SC : Oui, je sais parfaitement, surtout après avoir vu le film de Gibson, ce que pouvait être un corps humain labouré par le fouet romain, mais j’ai évité de tomber dans le réalisme pathologique.
MAA : Dans ton esquisse le Christ portant la croix ne montrait pas Son visage, Il avançait, tête baissée ; ici, Il tourne Son visage de douleur vers nous.
SC : Je voulais plus que tout peindre le Christ portant la croix, peut-être pour me mesurer à tous les peintres qui avant moi avaient traité ce thème difficile, et aussi, parce que je voulais que les visiteurs de la Cathédrale se trouvassent face à face avec Celui qui avait souffert par amour de tous les hommes de tous les temps. Jésus ici semble nous regarder mais aussi tourner son regard vers l’intérieur de lui-même.
MAA : Ici encore dans la Crucifixion, tu as rompu avec le canon. « Stabat Mater » dit saint Jean ; or la Vierge Marie est ici couchée à terre et embrasse de son corps l’ombre de la croix.
SC : Je ne cherche pas à être fidèle au canon. Pourquoi devrait-elle être debout ? Je la vois en effet crucifiée au sol sur l’ombre de la croix de son fils qu’elle accompagne dans son supplice et tente de consoler de cette façon.
MAA : Les autres personnages qui regardent la croix sont des disciples, des curieux, bien sûr, mais on a aussi l’impression de reconnaître parmi eux Pierre ou même Judas ! Or, les apôtres, à l’exception de Jean, n’étaient pas présents d’après les Ecritures … Toujours ce refus du canon ?
SC : Oui. J’ai voulu représenter ces apôtres qui ont trahi leur maître et reçoivent de Lui le pardon de leur lâcheté ou de leur trahison. C’est psychologiquement plus intéressant que si j’avais représenté uniquement de simples curieux. Mais chacun est libre de voir en ces personnages qui il veut, pas forcément Pierre ou des apôtres…

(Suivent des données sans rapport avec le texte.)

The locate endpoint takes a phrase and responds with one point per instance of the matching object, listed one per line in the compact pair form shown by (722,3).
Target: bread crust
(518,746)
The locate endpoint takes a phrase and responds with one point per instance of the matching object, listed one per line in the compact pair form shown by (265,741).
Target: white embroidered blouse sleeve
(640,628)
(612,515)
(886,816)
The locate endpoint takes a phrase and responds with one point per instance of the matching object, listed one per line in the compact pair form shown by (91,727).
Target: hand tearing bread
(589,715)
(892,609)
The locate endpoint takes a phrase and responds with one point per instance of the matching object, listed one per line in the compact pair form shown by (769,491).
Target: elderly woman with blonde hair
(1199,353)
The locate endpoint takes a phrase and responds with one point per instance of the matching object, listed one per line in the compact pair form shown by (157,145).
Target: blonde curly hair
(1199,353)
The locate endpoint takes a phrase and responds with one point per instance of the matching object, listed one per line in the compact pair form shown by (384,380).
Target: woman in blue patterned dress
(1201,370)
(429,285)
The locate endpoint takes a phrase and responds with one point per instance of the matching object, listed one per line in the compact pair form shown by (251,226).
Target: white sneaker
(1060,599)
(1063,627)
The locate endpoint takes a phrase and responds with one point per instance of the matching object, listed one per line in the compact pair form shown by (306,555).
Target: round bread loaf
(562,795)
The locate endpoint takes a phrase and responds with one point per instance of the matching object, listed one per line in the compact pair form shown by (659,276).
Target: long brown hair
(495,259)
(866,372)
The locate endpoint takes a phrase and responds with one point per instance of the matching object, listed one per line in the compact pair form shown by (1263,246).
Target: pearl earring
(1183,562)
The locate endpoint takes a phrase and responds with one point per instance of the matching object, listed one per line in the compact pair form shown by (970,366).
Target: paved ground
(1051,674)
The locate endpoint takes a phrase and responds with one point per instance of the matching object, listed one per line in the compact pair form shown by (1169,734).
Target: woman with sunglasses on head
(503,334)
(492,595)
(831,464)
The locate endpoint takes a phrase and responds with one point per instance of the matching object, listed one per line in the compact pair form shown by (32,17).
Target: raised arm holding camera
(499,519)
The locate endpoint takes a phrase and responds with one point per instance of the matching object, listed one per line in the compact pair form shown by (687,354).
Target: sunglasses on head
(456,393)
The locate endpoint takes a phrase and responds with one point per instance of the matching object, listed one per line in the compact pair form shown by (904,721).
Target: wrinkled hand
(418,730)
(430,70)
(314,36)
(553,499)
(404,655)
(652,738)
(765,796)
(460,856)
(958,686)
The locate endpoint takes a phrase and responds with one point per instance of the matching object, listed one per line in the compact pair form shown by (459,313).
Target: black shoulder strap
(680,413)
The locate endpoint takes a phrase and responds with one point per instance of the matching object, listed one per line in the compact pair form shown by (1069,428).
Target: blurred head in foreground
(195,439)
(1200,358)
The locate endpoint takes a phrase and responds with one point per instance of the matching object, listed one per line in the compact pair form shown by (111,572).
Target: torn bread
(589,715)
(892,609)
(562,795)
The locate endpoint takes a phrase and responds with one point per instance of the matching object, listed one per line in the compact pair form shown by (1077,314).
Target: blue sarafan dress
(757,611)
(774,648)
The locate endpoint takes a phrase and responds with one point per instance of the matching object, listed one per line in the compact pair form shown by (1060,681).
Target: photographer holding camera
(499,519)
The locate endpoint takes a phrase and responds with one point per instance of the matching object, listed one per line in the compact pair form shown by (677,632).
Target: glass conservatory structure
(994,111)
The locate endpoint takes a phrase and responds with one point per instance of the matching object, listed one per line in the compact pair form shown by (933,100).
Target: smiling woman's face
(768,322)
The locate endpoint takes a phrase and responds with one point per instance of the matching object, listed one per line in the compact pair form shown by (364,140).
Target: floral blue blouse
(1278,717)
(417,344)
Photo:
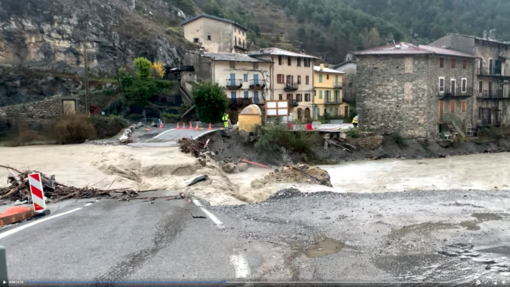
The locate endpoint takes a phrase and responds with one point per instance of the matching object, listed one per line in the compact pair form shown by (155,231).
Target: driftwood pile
(19,189)
(191,146)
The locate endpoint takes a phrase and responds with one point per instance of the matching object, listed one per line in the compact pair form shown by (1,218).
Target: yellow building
(328,96)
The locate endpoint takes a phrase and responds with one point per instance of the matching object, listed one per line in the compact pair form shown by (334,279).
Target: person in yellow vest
(355,121)
(225,120)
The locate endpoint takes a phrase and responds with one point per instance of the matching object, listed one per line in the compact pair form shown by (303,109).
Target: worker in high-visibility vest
(355,121)
(225,120)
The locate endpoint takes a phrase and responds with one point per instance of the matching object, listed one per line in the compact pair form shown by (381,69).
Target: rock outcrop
(52,36)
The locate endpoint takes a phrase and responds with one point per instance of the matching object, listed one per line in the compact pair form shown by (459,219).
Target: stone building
(216,34)
(491,74)
(419,91)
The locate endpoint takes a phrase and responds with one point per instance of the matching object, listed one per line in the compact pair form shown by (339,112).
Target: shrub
(273,138)
(107,126)
(74,129)
(210,102)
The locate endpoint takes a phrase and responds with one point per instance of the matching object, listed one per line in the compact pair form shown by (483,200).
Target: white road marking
(240,265)
(162,134)
(209,214)
(203,134)
(12,231)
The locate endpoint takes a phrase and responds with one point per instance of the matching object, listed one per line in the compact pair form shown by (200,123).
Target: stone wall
(401,93)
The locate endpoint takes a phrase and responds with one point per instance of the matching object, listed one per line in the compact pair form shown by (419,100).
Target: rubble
(191,146)
(19,189)
(300,173)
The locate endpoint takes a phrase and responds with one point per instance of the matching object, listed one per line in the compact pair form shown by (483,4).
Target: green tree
(210,102)
(143,68)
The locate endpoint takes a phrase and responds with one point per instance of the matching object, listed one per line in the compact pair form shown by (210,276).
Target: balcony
(240,102)
(456,93)
(493,95)
(291,87)
(233,84)
(257,84)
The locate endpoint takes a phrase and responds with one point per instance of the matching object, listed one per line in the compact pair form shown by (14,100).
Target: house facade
(328,96)
(419,91)
(291,78)
(491,75)
(215,34)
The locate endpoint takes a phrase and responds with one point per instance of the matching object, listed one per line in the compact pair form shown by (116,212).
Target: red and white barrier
(36,188)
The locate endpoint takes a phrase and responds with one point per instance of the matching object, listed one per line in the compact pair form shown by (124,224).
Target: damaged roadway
(387,237)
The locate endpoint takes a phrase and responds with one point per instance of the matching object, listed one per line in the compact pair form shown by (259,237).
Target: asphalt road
(394,237)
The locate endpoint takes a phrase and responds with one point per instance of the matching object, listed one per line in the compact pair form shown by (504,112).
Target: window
(441,85)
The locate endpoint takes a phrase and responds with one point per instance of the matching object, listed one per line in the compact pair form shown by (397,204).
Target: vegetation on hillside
(335,27)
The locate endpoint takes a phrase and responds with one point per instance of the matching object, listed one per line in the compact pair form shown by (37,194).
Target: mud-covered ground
(419,236)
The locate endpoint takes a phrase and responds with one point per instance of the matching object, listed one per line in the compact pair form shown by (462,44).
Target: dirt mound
(301,173)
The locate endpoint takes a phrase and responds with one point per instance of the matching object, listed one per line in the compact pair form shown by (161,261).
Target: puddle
(320,248)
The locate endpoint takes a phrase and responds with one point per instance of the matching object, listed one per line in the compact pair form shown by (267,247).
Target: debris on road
(300,173)
(198,179)
(191,146)
(19,189)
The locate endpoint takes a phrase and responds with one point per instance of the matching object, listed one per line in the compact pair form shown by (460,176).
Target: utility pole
(86,64)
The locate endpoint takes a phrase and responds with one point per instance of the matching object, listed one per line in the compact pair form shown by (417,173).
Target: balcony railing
(495,94)
(291,87)
(233,84)
(456,93)
(240,102)
(257,84)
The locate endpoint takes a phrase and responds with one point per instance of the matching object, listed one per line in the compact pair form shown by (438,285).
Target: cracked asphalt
(451,237)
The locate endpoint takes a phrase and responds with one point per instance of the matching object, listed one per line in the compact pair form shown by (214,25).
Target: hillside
(337,26)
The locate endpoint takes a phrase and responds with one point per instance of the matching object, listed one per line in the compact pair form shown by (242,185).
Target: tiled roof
(326,70)
(232,57)
(410,49)
(214,18)
(280,52)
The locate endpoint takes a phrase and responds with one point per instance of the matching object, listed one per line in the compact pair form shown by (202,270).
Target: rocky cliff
(54,36)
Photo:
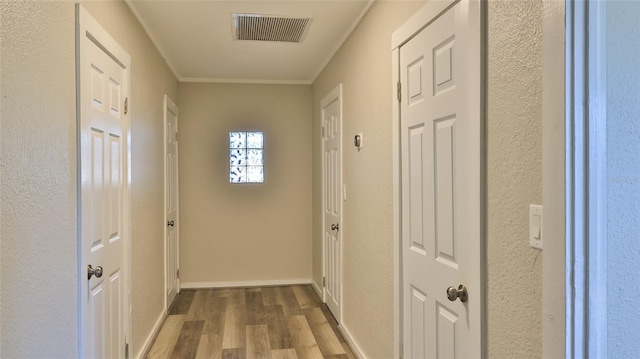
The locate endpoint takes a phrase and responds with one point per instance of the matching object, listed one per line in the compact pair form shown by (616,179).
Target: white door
(171,199)
(440,179)
(103,88)
(331,107)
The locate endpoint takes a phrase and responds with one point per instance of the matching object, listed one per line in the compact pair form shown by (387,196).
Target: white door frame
(170,106)
(423,17)
(86,24)
(335,94)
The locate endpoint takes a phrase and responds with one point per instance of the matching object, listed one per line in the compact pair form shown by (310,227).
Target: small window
(246,157)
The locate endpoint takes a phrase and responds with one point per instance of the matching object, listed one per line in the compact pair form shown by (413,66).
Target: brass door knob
(461,292)
(91,272)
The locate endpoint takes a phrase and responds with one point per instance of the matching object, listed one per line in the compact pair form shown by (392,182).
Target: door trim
(169,105)
(335,94)
(420,20)
(86,24)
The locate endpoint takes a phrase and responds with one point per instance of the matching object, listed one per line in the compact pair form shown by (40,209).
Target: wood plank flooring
(288,322)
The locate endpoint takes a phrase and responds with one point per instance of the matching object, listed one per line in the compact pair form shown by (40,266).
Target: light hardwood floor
(250,323)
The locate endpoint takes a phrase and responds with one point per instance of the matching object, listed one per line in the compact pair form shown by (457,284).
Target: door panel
(102,167)
(171,199)
(440,179)
(332,204)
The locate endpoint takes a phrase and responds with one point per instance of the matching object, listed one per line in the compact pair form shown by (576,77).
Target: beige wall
(514,177)
(363,66)
(38,258)
(241,233)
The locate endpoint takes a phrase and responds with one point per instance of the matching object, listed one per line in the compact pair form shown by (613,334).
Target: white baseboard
(152,336)
(352,343)
(317,288)
(263,283)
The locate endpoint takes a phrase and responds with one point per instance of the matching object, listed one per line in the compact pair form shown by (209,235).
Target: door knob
(91,272)
(461,292)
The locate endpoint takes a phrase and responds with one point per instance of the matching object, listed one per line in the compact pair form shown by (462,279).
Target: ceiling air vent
(269,27)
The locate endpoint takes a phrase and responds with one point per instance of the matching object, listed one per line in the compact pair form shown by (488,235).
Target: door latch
(91,272)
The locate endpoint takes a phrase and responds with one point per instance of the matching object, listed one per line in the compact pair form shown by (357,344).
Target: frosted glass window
(246,157)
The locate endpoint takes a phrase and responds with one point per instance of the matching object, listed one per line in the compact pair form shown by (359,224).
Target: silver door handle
(461,292)
(91,272)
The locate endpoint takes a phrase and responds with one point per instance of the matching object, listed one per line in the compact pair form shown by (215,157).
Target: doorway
(102,68)
(332,196)
(171,245)
(438,186)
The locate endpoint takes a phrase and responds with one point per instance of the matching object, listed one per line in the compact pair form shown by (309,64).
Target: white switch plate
(535,226)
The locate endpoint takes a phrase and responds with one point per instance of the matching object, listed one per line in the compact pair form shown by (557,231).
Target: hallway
(259,322)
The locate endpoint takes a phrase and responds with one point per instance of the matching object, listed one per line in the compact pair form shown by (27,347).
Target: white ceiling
(196,38)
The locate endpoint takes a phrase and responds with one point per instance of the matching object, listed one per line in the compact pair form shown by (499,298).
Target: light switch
(535,226)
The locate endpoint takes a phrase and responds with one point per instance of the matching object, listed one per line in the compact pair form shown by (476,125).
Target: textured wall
(38,181)
(251,232)
(39,171)
(623,169)
(363,65)
(151,78)
(514,178)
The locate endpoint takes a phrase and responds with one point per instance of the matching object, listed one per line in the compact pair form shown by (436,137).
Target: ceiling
(197,41)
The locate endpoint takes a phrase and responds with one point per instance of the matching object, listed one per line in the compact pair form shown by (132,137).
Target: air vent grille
(269,28)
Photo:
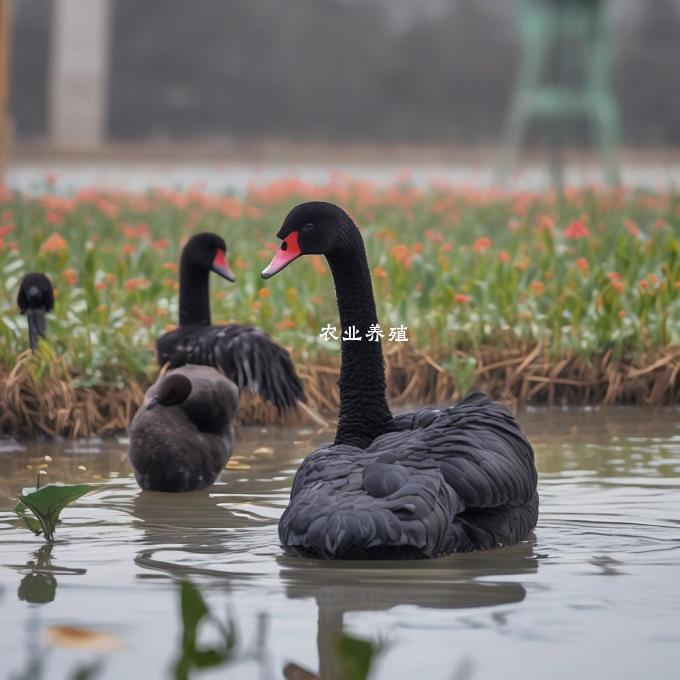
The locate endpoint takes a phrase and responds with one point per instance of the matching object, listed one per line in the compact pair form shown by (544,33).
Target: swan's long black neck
(364,413)
(194,294)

MAA : Venons-en à la Résurrection qui diffère sensiblement de la première esquisse où l’on voyait le Christ apparaître de dos à Marie Madeleine.
SC : C’était ce « Noli me tangere » si apprécié des peintres du passé, mais c’était un peu trop littéraire… ici j’ai voulu représenter cet Homme-Dieu qui a vaincu la mort, qui entre dans la Vie éternelle en franchissant les portes de la mort que sont les trois croix. Et les anges écartant les portes du tombeau symbolisent ici cette force spirituelle qui nous arrache à la malédiction de la mort, à notre enveloppe terrestre et nous fait entrer dans une autre vie, dans la vraie Vie.
MAA : Le Christ est à nouveau tourné vers nous, mais qui regarde-t-Il ? Sa mère sur le panneau d’en face ?
SC : Non. Je crois plutôt que Son regard est là encore tourné vers l’intérieur de Lui-même et simultanément vers le ciel qui est désormais Sa demeure éternelle. En fait, je ne saurais dire exactement ce qu’Il regarde, mais j’ai tenté de donner un visage au Ressuscité.
MAA : On te demandera bien sûr si tu as regardé beaucoup d’œuvres avant de travailler à ces quatre toiles et si quelques peintres ont pu t’influencer. Qu’en est-il ?
SC : Oui, j’ai regardé tout ce qui était disponible, et les peintres que j’aime et ceux que je n’aime pas, mais mon but était avant tout de ne pas refaire ce qui avait été déjà fait sur ces sujets. Je connais bien l’histoire de l’art et je ne vois pas vraiment de travail analogue au mien. J’ose penser que j’ai su apporter une vision définitivement personnelle.